The family was liberated when a Vietnamese invasion ended the Khmer Rouge genocide in 1978. But they were later separated when Chai, Henry, Sa and their father, Ta An, migrated with Sa's wife to Thailand without their mother, Kim Ev, and other siblings.
Kim Ev wanted to stay in Cambodia to wait for an older son who had been studying in college in a different city. Weeks later, she learned that he had been murdered by the Khmer Rouge, and she left for the Thai border, but she couldn't catch up to the boys and their father. They were separated for years.
“She had lost all hope,” Chai said.
After months in a Thai refugee camp, the Eang brothers were sponsored by a small church group from Rock Hill. The family arrived in 1980 with only their clothes. The congregation at Hopewell Presbyterian Church donated necessities and helped their dad set up a house.
“I still remember that house,” Sa said, smiling. “Three bedrooms, two baths and rent – $175 a month.”
Sa went straight to work, in a glass factory, in restaurants and then for the local housing authority while taking night courses. The younger boys, who were in grade school by then, struggled to learn English until Nancy Newton, a school tutor, took them in and made them part of her American family.
“You can't imagine the lessons they've taught us just by being who they are,” Newton said.
She and her husband, Joe, began inviting the Eangs to their home in Rock Hill for lunch, then dinner and then holidays.

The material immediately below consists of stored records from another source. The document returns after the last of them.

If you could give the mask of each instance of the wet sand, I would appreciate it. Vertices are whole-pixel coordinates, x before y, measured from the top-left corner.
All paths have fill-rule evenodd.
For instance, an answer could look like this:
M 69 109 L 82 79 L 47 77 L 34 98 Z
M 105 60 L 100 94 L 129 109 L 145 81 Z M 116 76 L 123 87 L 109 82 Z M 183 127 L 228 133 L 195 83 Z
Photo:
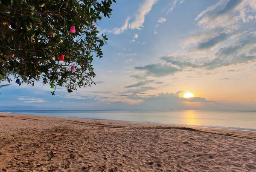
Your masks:
M 0 113 L 0 171 L 256 172 L 256 132 Z

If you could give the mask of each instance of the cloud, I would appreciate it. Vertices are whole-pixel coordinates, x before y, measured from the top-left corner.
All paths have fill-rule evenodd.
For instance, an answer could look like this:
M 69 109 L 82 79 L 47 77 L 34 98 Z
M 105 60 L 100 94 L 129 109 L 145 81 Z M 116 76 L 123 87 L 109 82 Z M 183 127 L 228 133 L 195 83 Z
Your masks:
M 26 100 L 23 101 L 24 103 L 44 103 L 45 102 L 45 101 L 44 100 L 41 98 L 26 98 L 23 97 L 20 97 L 17 98 L 18 100 Z
M 182 3 L 184 1 L 184 0 L 180 0 L 180 3 Z M 173 9 L 174 9 L 174 8 L 175 8 L 175 6 L 176 6 L 176 3 L 177 3 L 177 2 L 178 2 L 178 0 L 173 0 L 173 2 L 172 3 L 172 6 L 167 11 L 167 12 L 166 13 L 166 14 L 168 14 L 168 13 L 172 12 L 172 10 L 173 10 Z
M 237 69 L 237 70 L 230 70 L 227 71 L 228 72 L 244 72 L 244 69 Z
M 165 23 L 166 21 L 166 19 L 164 17 L 160 17 L 158 19 L 157 22 L 158 23 Z
M 105 83 L 104 81 L 97 81 L 97 82 L 95 82 L 95 83 L 98 83 L 99 84 L 100 84 L 101 83 Z
M 154 81 L 154 80 L 146 80 L 144 81 L 139 82 L 134 84 L 125 86 L 125 88 L 136 87 L 137 86 L 143 86 L 149 83 L 152 83 Z
M 117 54 L 117 55 L 121 57 L 131 57 L 131 56 L 134 56 L 137 55 L 137 54 L 134 53 L 119 53 Z
M 138 34 L 134 34 L 134 36 L 133 37 L 133 38 L 137 38 L 139 37 L 139 35 Z
M 134 70 L 145 71 L 147 76 L 160 77 L 174 74 L 180 70 L 167 64 L 158 63 L 146 65 L 144 66 L 135 67 Z
M 137 80 L 144 80 L 147 79 L 147 77 L 142 75 L 134 75 L 130 76 L 131 77 L 134 78 Z
M 179 100 L 180 101 L 189 102 L 202 102 L 202 103 L 216 103 L 216 101 L 207 100 L 205 98 L 203 97 L 191 97 L 183 98 L 180 97 Z
M 137 12 L 134 21 L 129 25 L 129 28 L 132 29 L 140 29 L 145 21 L 145 16 L 150 11 L 153 6 L 157 1 L 158 0 L 145 0 Z
M 128 17 L 125 20 L 125 24 L 121 27 L 119 28 L 116 27 L 113 28 L 112 30 L 112 32 L 113 34 L 119 34 L 123 32 L 125 30 L 127 29 L 127 28 L 128 27 L 128 22 L 129 22 L 130 19 L 130 17 Z
M 98 33 L 98 34 L 97 34 L 97 36 L 99 36 L 100 35 L 101 35 L 102 34 L 104 34 L 105 32 L 107 32 L 107 33 L 111 33 L 112 32 L 112 30 L 108 30 L 107 29 L 104 29 L 103 30 L 102 30 L 101 31 L 100 30 L 99 31 L 99 32 Z
M 232 32 L 241 26 L 240 21 L 246 23 L 252 20 L 250 14 L 256 12 L 256 4 L 250 0 L 230 0 L 224 8 L 218 9 L 224 2 L 220 0 L 202 11 L 195 18 L 197 25 L 204 29 L 222 28 Z
M 198 14 L 198 15 L 197 17 L 195 19 L 195 20 L 196 21 L 198 20 L 198 19 L 200 17 L 201 17 L 202 16 L 203 16 L 205 14 L 207 13 L 207 12 L 208 12 L 209 11 L 211 11 L 215 10 L 217 7 L 222 5 L 223 4 L 223 3 L 224 3 L 225 1 L 226 1 L 226 0 L 220 0 L 219 2 L 218 2 L 218 3 L 217 3 L 215 4 L 212 6 L 209 6 L 209 7 L 207 7 L 207 9 L 205 9 L 205 10 L 204 10 L 203 11 L 202 11 L 202 12 L 201 12 L 200 13 L 200 14 Z
M 128 96 L 129 96 L 129 95 L 119 95 L 119 97 L 127 97 Z
M 220 49 L 210 57 L 201 59 L 167 56 L 160 58 L 162 63 L 135 67 L 135 71 L 145 72 L 146 76 L 161 77 L 174 75 L 188 69 L 201 69 L 207 70 L 231 65 L 246 64 L 256 60 L 256 37 L 249 35 L 241 40 Z
M 206 42 L 199 43 L 197 47 L 198 49 L 204 49 L 213 47 L 225 40 L 227 37 L 227 34 L 225 33 L 221 33 L 219 35 L 214 37 Z

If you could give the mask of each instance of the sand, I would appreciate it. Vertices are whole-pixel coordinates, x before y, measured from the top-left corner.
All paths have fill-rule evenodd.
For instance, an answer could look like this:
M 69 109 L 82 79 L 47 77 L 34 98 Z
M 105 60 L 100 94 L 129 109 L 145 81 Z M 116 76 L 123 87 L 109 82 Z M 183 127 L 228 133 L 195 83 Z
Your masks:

The Newtons were instrumental in helping the boys have the kind of life that other kids here do, the Eangs said. They were involved in school programs, had opportunities to play sports and had a support system. “I don't know what our lives would have been like without them,” Henry said.
After high school, Chai joined the Army and became an infantryman, serving for several years before returning to the area. Henry earned an accounting degree and moved to Atlanta for about 10 years, working in numerous restaurants before returning to Charleston to fulfill his dream of opening his own.
The brothers, who both had worked in restaurants since about the eighth grade, opened Basil Thai Cuisine in Charleston in 2002. They opened Chai's Lounge and Tapas in 2005 and now continue their dream by expanding to Charlotte where, many of their Charleston customers actually live.
“I think what we went through during the Khmer Rouge gave us the will, the drive, to keep going,” Henry said. “I mean, every time you think you have it hard, you can look back and be reminded that this really isn't that hard.”
Their father died of cancer in 1998 but not before finally reconnecting with their mother and other siblings, whom they found living in Cambodia. She moved here for a while but returned to Cambodia shortly after her husband died.
Henry still lives in Charleston and commutes to Charlotte, where Chai now lives uptown a few blocks from the new restaurant.
“They truly are the American dream,” Newton said. “They came here literally with the clothes on their backs. They worked hard. And I am so proud of who they are.”